哲学の専門的訓練はまったく受けていない、完全素人なのだが、何年かに一度、ふと哲学者 永井均の著作を読みたくなるのは何故だろう。
山括弧の<私><神><今>をめぐる形而上学的な言説と、それをめぐる反発、議論の混乱、などなど含めて楽しめるからなのか。
以下のイベントでいろいろ議論した際に出てきた、面白い意見・自分が気になった概念ツールなどを抜粋。
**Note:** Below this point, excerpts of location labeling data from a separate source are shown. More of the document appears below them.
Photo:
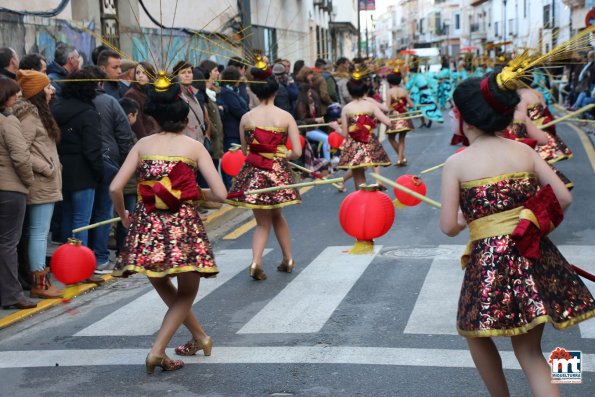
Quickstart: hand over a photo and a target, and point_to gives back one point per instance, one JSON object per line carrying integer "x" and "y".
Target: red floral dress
{"x": 166, "y": 235}
{"x": 266, "y": 166}
{"x": 555, "y": 149}
{"x": 361, "y": 148}
{"x": 518, "y": 130}
{"x": 504, "y": 293}
{"x": 400, "y": 106}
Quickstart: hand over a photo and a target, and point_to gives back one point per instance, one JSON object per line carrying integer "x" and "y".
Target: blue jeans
{"x": 103, "y": 209}
{"x": 39, "y": 217}
{"x": 319, "y": 136}
{"x": 77, "y": 208}
{"x": 227, "y": 141}
{"x": 121, "y": 231}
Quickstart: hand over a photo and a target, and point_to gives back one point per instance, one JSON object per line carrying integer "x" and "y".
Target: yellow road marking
{"x": 45, "y": 304}
{"x": 246, "y": 227}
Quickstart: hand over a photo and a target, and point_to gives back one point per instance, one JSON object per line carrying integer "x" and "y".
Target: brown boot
{"x": 43, "y": 288}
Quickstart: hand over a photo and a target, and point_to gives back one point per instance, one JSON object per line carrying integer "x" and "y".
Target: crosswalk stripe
{"x": 305, "y": 305}
{"x": 438, "y": 297}
{"x": 354, "y": 355}
{"x": 143, "y": 316}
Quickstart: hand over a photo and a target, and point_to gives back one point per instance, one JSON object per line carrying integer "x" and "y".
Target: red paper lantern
{"x": 288, "y": 143}
{"x": 335, "y": 140}
{"x": 232, "y": 162}
{"x": 412, "y": 182}
{"x": 72, "y": 262}
{"x": 366, "y": 214}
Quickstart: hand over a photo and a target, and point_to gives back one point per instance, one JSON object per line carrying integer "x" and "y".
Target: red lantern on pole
{"x": 232, "y": 162}
{"x": 290, "y": 147}
{"x": 335, "y": 140}
{"x": 412, "y": 182}
{"x": 365, "y": 215}
{"x": 72, "y": 262}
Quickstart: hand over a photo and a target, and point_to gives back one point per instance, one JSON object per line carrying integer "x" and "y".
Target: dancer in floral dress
{"x": 399, "y": 102}
{"x": 166, "y": 237}
{"x": 515, "y": 278}
{"x": 263, "y": 134}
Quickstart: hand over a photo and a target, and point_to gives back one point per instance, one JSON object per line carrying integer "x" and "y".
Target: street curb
{"x": 215, "y": 223}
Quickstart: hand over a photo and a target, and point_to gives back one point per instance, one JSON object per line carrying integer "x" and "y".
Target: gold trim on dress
{"x": 497, "y": 178}
{"x": 546, "y": 318}
{"x": 169, "y": 158}
{"x": 261, "y": 207}
{"x": 365, "y": 165}
{"x": 207, "y": 271}
{"x": 270, "y": 129}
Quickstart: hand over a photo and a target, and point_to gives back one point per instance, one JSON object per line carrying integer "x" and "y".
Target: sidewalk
{"x": 217, "y": 224}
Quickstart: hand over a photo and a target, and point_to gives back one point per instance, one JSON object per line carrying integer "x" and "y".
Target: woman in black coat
{"x": 79, "y": 150}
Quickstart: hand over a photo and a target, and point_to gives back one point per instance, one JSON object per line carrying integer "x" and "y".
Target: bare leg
{"x": 489, "y": 364}
{"x": 359, "y": 177}
{"x": 393, "y": 143}
{"x": 401, "y": 147}
{"x": 167, "y": 291}
{"x": 178, "y": 311}
{"x": 282, "y": 232}
{"x": 527, "y": 349}
{"x": 264, "y": 220}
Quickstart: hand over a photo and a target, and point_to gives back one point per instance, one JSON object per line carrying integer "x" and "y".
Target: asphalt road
{"x": 340, "y": 325}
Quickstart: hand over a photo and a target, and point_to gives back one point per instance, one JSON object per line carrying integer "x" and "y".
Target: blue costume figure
{"x": 540, "y": 84}
{"x": 421, "y": 94}
{"x": 445, "y": 86}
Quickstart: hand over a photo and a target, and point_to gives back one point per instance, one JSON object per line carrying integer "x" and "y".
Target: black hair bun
{"x": 476, "y": 110}
{"x": 167, "y": 105}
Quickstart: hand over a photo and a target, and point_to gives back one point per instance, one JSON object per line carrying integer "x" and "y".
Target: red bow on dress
{"x": 541, "y": 214}
{"x": 171, "y": 191}
{"x": 361, "y": 130}
{"x": 264, "y": 148}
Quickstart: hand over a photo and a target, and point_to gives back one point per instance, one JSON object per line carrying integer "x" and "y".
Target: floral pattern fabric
{"x": 518, "y": 129}
{"x": 400, "y": 106}
{"x": 504, "y": 293}
{"x": 356, "y": 154}
{"x": 252, "y": 177}
{"x": 161, "y": 243}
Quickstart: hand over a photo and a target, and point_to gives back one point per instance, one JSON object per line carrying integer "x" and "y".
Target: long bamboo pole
{"x": 295, "y": 185}
{"x": 402, "y": 188}
{"x": 94, "y": 225}
{"x": 568, "y": 116}
{"x": 299, "y": 167}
TwiPla - 【日程訂正】[04/09土曜日][新規参加者募集][Skype通話]永井均『転校生とブラックジャック』のskype読書会
+--------------------------------------+
・物理的連続性、心理的連続性、存在論的連続性という3項関係
・常識的な「私」は、物理的連続性と心理的連続性が成立条件
・永井均の<私>は、物理的連続性と心理的連続性は関係なく、どこまでも言及し得ない<これ>なる存在論的連続性が成立条件
・概念問題を実在問題にすり替える欺瞞が見受けられる、と
・さまざまな可能性/不可能性
概念的可能性/不可能性、
物理的可能性/不可能性、
言明可能性/不可能性、
思考可能性/不可能性、
識別可能性/不可能性、
存在可能性/不可能性、
思考可否 x 識別可否 x 存在可否 という3項の8通り組み合わせをレトリカルに使い分けるのが永井哲学
・身体的存在者 != 私
・もし人間が、切っても切っても脳が生成するプラナリアのようだったら、といったような、物理的諸条件には左右されず、かつ客観化一般化できないのが、<私>
・懐疑を徹底することはできない。懐疑を徹底すると、自ら依って立つ「X」そのものの正否まで疑われる、自爆的プロセス。
・特殊な私 != 一般的な私
・不可能な会話
A「私Aだけがこの世界で特殊な存在である<私>だ」
B「確かに私Bだけがこの世界で特殊な存在である<私>だ」
AB「お互い、そうだそうだ。」
→A氏とB氏の間で「<私>」に関する同意が得られることは、<私>の定義上不可能
(→以前、別の会で、この不可能会話を見聞きして吹き出してしまったw)
・単行本『転校生とブラックジャック』p.178-の『哲学的議論のための要諦』が永井哲学を進める上での方針かと
+--------------------------------------+
2回目以降もやるそうなので、ちょっと中途半端に出した<私>論の記号的な分析をまとめて、再提出したいと思います。
哲学は、個人的には、「概念操作遊び」と思っており、これからも、概念操作を楽しんでいきます。